For further reading, see also the paper by Louis C. Boorstin, Delivering Social Value via the Private Sector: A Framework for Market-based Interventions. He writes,

To date, IFC’s most consistently successful environmental interventions have been market development programs aimed at changing the behavior of lenders, companies and consumers related to specific environmental activities. These projects have yielded social benefits that are sustainable, replicable and in some cases highly leveraged. The programs have employed a range of knowledge sharing, capacity building and risk-sharing tools – but rarely capital funding – to engage with existing market institutions, including local financial intermediaries, project developers, industry associations and utilities.

IFC environmental interventions that have primarily provided capital funding for investments have shown more mixed results.

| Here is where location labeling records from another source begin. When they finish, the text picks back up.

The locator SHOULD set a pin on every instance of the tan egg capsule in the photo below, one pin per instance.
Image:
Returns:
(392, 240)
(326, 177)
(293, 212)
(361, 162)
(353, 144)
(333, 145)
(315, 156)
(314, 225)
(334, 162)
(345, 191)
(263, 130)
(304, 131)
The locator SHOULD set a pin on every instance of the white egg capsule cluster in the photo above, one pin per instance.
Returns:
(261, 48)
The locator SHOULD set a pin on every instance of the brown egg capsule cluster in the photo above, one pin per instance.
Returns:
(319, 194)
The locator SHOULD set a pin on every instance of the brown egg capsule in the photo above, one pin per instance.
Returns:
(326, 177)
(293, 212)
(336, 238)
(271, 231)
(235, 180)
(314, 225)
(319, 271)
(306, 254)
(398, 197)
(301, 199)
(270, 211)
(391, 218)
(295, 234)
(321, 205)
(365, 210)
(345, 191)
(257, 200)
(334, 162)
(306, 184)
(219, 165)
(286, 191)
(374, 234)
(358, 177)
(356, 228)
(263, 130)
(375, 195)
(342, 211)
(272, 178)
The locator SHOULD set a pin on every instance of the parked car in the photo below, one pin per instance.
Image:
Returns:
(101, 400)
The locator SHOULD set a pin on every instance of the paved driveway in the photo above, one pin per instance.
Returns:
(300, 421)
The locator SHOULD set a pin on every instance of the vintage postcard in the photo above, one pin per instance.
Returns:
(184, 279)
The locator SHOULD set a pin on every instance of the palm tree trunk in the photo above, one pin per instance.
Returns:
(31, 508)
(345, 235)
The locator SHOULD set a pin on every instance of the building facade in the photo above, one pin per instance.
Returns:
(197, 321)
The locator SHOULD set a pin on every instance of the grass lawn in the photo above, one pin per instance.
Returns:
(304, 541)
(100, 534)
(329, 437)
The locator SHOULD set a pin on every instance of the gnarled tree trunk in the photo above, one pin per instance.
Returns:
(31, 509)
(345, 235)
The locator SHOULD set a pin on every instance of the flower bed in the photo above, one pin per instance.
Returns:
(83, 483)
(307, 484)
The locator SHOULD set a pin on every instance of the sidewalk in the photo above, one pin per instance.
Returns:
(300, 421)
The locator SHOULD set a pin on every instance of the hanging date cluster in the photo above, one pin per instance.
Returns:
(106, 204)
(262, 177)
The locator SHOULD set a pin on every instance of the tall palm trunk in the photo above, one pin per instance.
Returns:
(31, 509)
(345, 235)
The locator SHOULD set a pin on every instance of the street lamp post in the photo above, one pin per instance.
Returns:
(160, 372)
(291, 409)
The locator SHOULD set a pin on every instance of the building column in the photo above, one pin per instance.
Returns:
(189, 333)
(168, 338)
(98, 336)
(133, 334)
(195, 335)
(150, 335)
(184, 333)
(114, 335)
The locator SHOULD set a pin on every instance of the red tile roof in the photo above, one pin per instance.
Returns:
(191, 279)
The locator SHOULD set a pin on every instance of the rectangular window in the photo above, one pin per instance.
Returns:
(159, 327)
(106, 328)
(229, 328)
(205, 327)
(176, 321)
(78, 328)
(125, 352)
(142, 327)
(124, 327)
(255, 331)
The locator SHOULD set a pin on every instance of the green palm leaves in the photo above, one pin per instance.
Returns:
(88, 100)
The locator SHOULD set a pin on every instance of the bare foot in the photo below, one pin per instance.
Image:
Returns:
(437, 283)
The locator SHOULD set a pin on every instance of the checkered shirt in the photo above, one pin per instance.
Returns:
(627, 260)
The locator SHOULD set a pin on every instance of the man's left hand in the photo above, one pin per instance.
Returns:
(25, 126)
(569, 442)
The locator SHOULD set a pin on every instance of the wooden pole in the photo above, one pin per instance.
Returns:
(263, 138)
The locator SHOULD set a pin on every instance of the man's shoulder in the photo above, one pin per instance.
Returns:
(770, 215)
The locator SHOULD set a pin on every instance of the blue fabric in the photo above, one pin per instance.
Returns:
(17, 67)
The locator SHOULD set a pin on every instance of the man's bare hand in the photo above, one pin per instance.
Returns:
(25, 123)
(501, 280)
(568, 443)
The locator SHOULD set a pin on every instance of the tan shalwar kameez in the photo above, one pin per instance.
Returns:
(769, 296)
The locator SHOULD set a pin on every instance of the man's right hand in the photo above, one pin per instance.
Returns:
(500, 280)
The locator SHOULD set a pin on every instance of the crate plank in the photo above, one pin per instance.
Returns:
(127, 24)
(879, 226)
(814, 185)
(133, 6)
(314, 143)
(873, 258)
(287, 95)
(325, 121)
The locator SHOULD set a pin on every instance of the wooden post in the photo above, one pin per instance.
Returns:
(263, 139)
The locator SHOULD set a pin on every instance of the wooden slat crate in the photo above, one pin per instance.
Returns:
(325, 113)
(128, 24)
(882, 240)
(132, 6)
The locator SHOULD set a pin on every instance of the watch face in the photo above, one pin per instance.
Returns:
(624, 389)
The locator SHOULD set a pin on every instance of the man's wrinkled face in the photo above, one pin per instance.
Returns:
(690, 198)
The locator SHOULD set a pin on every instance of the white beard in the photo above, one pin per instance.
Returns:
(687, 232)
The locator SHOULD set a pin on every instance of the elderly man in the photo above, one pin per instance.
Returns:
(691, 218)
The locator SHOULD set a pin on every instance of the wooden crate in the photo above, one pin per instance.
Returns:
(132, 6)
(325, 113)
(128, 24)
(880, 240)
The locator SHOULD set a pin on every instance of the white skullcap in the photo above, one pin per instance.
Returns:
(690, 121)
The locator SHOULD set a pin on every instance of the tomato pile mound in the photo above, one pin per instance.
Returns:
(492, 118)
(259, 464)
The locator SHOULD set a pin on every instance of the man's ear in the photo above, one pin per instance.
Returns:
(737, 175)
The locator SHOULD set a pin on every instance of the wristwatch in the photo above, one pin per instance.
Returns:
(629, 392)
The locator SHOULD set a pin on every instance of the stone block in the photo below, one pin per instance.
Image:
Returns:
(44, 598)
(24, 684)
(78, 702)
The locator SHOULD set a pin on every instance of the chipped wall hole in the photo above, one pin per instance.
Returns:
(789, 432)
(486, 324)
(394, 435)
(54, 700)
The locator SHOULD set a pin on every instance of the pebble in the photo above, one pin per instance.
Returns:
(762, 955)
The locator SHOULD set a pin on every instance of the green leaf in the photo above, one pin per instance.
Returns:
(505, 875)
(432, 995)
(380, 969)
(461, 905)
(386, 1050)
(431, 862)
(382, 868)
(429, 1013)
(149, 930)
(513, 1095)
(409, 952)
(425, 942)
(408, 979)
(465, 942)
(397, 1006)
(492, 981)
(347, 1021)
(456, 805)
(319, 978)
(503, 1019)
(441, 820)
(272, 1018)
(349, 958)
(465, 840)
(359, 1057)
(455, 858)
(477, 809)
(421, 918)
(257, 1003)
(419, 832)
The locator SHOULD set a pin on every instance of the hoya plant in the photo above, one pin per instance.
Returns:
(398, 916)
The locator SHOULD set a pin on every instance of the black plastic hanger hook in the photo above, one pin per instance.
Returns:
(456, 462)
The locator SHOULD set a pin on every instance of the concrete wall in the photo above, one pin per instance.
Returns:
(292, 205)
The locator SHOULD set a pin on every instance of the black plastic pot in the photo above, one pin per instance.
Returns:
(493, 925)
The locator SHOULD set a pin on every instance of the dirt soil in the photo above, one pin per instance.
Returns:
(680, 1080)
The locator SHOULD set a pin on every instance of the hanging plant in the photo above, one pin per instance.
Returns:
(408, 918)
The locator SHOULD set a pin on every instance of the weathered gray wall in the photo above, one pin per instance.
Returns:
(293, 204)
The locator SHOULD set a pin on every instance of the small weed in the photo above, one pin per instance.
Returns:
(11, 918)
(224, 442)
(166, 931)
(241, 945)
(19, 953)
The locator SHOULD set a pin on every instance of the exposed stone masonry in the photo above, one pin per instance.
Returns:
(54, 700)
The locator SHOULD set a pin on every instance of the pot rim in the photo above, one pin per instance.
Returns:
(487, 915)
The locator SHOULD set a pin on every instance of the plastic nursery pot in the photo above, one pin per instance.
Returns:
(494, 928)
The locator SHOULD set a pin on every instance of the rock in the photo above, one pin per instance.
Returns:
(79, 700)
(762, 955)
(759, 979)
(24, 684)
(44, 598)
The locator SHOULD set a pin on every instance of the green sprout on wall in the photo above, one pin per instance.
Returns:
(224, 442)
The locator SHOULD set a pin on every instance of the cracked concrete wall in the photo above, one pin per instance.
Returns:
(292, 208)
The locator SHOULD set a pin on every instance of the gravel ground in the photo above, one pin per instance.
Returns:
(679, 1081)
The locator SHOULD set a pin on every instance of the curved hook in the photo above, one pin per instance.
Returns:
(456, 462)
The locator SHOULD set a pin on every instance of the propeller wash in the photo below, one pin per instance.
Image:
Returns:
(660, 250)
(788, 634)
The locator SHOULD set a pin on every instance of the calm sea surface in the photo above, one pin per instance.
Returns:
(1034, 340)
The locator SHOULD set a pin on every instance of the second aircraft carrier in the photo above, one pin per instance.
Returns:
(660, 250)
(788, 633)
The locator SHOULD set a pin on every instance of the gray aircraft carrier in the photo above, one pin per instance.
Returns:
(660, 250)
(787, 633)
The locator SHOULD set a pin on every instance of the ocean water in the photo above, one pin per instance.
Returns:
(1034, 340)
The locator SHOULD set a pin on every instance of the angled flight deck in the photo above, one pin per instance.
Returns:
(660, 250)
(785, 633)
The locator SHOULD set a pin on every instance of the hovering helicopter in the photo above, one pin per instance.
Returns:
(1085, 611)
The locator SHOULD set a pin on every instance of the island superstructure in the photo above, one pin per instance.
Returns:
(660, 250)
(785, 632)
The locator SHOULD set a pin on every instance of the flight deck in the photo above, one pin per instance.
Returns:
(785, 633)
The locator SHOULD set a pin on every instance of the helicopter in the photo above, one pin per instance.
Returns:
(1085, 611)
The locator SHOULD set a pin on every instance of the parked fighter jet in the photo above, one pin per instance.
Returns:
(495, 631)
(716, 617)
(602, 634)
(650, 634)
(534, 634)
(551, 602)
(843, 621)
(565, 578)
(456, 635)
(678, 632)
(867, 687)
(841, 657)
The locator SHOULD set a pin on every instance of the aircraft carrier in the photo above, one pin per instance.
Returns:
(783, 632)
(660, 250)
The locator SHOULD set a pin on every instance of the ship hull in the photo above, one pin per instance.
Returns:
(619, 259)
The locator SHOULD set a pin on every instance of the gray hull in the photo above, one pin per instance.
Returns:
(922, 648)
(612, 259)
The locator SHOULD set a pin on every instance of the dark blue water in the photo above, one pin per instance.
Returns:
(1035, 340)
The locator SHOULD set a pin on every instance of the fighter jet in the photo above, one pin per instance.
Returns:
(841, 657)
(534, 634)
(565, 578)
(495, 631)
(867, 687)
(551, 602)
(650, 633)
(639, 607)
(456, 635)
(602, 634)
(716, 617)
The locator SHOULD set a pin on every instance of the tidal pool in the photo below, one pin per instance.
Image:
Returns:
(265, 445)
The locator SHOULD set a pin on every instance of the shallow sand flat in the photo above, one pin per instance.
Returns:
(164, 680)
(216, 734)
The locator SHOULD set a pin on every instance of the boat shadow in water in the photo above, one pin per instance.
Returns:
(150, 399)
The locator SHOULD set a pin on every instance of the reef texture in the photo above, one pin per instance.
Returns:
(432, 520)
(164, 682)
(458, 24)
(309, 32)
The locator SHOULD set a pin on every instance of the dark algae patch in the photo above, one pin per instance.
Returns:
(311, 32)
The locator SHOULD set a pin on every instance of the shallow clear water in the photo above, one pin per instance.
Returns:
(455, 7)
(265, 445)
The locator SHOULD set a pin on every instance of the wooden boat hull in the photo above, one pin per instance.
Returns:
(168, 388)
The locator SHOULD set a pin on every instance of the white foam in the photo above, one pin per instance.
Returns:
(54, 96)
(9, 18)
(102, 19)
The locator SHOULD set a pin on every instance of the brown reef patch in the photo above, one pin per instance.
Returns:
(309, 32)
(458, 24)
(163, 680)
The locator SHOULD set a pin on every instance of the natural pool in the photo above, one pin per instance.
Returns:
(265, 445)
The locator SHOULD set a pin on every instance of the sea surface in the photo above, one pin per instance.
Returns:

The weakest performance has come from private equity funds expecting commercial (i.e., very high) or near-commercial rates of return. Three such funds were closed down prematurely by their investors because they could not identify and complete enough transactions meeting pre-agreed investment criteria. However, IFC has also supported more successful “fund-like” vehicles that have the flexibility and patience to accept lower returns and/or to meet the market’s need for a wider range of financial instruments (i.e., not just equity) while also providing limited technical assistance.